As she walked up to the front of the room to receive the Kathryn Anne Governal Perseverance Award, Karen turned and shouted “I did it!” She received raucous applause from the crowd in response.
This award has been a long time coming. It’s given to a graduating student at the University of Arizona School of Journalism who has persevered in the face of difficult challenges.
Karen Schaffner, 58, is finally graduating with her bachelor’s degree, after stopping and starting her studies over the course of 41 years.
It was her lifelong dream to get her college degree. Life had always simply got in the way and she had prioritized other things– her cultural upbringing, raising her children, taking care of her husband and home and the household budget.

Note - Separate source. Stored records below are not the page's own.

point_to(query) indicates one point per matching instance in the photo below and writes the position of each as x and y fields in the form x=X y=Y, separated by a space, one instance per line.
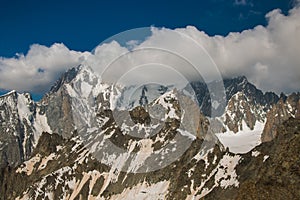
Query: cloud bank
x=268 y=56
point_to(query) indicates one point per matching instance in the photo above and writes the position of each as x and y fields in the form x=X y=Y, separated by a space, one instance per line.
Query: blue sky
x=39 y=40
x=82 y=25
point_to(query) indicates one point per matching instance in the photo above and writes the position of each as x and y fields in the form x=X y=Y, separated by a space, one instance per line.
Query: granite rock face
x=81 y=142
x=283 y=110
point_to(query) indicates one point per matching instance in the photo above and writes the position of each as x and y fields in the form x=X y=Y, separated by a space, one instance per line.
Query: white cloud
x=268 y=56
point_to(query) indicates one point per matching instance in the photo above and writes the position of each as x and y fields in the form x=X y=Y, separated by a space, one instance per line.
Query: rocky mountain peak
x=285 y=108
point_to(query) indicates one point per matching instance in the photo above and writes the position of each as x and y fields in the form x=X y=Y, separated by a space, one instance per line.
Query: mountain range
x=86 y=139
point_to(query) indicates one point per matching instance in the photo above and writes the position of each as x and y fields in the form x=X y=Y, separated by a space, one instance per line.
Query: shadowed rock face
x=271 y=170
x=280 y=112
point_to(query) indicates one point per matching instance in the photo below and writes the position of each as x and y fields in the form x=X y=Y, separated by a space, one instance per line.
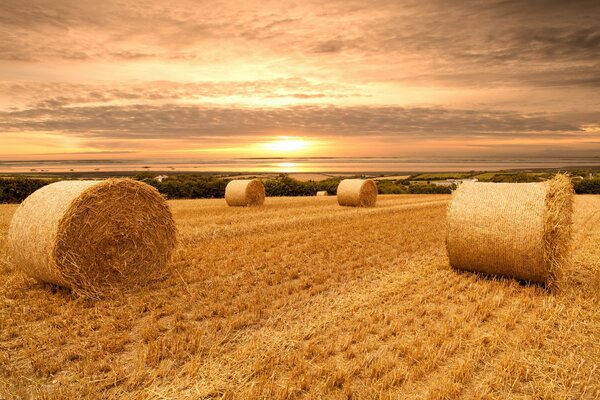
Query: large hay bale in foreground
x=357 y=193
x=245 y=192
x=521 y=230
x=93 y=236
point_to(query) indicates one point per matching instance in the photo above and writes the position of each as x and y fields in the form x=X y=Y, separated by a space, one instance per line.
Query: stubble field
x=304 y=299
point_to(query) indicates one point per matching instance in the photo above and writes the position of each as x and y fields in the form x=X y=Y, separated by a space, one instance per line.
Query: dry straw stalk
x=357 y=193
x=521 y=230
x=245 y=192
x=93 y=236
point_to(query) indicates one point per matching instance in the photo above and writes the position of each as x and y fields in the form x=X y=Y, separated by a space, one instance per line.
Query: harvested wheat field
x=305 y=299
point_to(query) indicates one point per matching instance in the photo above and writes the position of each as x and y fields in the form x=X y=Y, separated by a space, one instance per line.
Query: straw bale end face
x=519 y=230
x=245 y=192
x=357 y=193
x=93 y=236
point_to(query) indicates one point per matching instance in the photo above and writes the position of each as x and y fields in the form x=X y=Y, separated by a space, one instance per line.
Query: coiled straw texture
x=520 y=230
x=93 y=236
x=245 y=192
x=357 y=193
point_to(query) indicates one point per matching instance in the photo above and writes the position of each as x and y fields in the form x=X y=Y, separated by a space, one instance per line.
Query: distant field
x=303 y=298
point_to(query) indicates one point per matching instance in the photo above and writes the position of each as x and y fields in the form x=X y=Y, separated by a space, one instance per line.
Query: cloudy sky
x=179 y=78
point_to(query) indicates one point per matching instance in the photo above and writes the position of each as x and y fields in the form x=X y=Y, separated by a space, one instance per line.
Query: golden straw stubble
x=520 y=230
x=245 y=192
x=93 y=236
x=357 y=193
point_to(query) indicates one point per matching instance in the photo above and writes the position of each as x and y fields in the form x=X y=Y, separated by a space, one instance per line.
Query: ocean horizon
x=296 y=165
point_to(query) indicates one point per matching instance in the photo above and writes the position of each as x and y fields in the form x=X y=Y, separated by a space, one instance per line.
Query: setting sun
x=286 y=144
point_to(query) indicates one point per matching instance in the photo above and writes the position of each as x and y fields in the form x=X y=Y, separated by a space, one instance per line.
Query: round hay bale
x=520 y=230
x=357 y=193
x=245 y=192
x=93 y=236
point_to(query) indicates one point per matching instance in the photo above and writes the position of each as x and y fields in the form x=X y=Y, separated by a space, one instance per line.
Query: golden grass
x=302 y=298
x=96 y=237
x=245 y=192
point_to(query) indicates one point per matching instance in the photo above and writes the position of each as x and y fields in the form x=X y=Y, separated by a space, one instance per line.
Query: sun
x=286 y=144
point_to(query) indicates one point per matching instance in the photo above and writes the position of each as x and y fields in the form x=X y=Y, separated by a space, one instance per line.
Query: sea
x=367 y=165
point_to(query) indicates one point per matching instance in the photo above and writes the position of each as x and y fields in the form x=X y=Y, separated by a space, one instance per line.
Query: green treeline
x=187 y=186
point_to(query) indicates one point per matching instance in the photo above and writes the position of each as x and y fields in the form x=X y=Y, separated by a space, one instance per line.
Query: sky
x=86 y=79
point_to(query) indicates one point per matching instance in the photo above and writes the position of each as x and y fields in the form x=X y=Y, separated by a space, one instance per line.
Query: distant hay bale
x=245 y=192
x=521 y=230
x=93 y=236
x=357 y=193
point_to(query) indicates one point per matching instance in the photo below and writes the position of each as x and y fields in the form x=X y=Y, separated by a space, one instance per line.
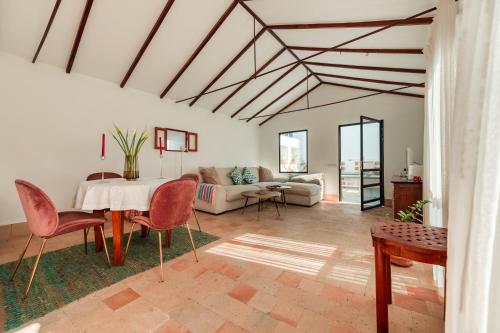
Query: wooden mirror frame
x=189 y=136
x=159 y=131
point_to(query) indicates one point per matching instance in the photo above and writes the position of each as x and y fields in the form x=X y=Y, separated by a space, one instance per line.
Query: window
x=293 y=152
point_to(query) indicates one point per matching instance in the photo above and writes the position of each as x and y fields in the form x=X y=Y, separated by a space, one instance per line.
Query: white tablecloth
x=117 y=194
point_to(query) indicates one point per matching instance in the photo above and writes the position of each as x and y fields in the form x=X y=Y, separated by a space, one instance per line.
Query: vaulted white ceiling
x=116 y=29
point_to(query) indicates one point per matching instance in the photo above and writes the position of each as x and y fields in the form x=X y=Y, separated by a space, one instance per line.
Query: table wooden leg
x=117 y=221
x=168 y=238
x=388 y=278
x=97 y=232
x=144 y=231
x=381 y=290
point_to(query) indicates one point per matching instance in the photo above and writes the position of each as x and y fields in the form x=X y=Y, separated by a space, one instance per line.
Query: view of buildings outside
x=293 y=151
x=350 y=162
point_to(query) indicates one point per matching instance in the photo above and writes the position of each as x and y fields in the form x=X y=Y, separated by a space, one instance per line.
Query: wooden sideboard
x=406 y=193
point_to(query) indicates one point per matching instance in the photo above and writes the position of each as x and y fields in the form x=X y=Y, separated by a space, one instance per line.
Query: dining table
x=117 y=195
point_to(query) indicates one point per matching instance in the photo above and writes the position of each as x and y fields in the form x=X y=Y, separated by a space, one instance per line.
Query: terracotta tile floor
x=309 y=271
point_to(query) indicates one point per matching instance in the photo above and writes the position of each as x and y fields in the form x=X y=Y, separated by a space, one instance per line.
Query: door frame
x=380 y=169
x=340 y=155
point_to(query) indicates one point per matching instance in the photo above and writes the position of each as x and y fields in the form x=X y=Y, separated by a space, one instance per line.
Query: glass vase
x=131 y=168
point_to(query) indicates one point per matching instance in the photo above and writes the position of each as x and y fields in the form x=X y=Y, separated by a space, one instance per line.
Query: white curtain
x=440 y=92
x=473 y=274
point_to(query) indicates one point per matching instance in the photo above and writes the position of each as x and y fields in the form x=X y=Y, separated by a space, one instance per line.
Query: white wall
x=403 y=124
x=51 y=125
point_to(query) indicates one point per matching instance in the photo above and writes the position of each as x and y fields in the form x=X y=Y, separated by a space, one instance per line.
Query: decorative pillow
x=265 y=175
x=236 y=176
x=209 y=175
x=248 y=176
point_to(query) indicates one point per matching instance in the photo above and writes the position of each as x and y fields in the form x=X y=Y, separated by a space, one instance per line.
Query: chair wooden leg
x=161 y=256
x=192 y=241
x=128 y=242
x=105 y=245
x=21 y=257
x=196 y=218
x=85 y=233
x=34 y=268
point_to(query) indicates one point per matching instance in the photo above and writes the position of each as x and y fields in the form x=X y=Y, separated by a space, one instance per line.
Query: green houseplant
x=414 y=214
x=131 y=146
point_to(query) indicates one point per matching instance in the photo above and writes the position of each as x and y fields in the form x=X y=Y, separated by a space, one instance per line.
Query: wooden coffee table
x=281 y=189
x=261 y=196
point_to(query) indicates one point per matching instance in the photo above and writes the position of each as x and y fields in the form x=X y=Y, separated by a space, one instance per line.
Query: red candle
x=103 y=146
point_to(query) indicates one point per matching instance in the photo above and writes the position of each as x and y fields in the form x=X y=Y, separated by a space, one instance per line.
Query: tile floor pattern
x=309 y=271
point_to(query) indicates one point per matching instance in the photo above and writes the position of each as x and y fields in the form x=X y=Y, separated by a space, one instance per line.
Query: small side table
x=407 y=240
x=261 y=196
x=281 y=189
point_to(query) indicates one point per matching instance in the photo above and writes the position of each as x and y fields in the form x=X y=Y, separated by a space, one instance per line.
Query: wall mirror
x=192 y=141
x=176 y=140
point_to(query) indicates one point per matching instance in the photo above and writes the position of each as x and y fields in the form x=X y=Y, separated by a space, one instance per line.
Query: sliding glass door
x=372 y=162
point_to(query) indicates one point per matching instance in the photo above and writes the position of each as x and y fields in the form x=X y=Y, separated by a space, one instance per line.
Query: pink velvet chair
x=171 y=206
x=196 y=178
x=45 y=222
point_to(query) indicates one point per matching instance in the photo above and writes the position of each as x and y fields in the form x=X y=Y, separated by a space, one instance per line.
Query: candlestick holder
x=102 y=181
x=161 y=167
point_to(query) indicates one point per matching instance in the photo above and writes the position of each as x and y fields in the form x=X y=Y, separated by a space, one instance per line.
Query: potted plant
x=414 y=214
x=131 y=146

A few years ago, her husband, who had been unemployed for 9 months, came home one day from his new job and asked “what would you do if something happened to me?” Then, Karen decided, it was finally time to go back and finish.
This is her story.
Listen:
“My parents were very traditionally Mexican. When I came of age at that time, in the 70s, it was right when the women's movement was really becoming strong. So they were really really opposed to that. For my brothers, it was become a professional, for me it was marry a professional.”
Return to school
“And I thought, I can't go back to it. I'm a dinosaur. I don't know anything about social media. I knew what it was, but I didn't know how to tweet, Instagram. None of those things.”
“So, I had my book bag, which I bought special. And my new pens and notebooks. So I was all ready. And the night before my husband and I drove to the university and I walked around until I found the building so I knew where to go. And anyways, that day, I got there real early and I was standing in the hall and I had my little cellphone and I was texting my daughter and, you know, I looked around me and I saw all these young people doing the same thing. And I thought they're as nervous as I am. I'm not the only one who is nervous. And it made me feel better.”
“I looked ahead at the end and I thought, don't look there you won't finish. I just can't look that far ahead.”
“It cost us a lot for me to go. Not just in terms of money... I should be working, not going to school. I should be bringing in money, not costing us money. Jude, my husband, he took a back seat. We both knew this is what's important.’
The big day
“It is crazy, all my children are in now, it's been a lot of running to the airport and trying to think about what I’m going to have for dinner, and that sort of thing. This is the first time I've allowed myself to think I did something.”
“On the other hand it's also scary. I don't know what's ahead. I have an internship for the summer, but beyond that I just don't know.”
"Everything is going to change. and I don't know how, and how I'll be affected by it. But that's alright. Let's go for it."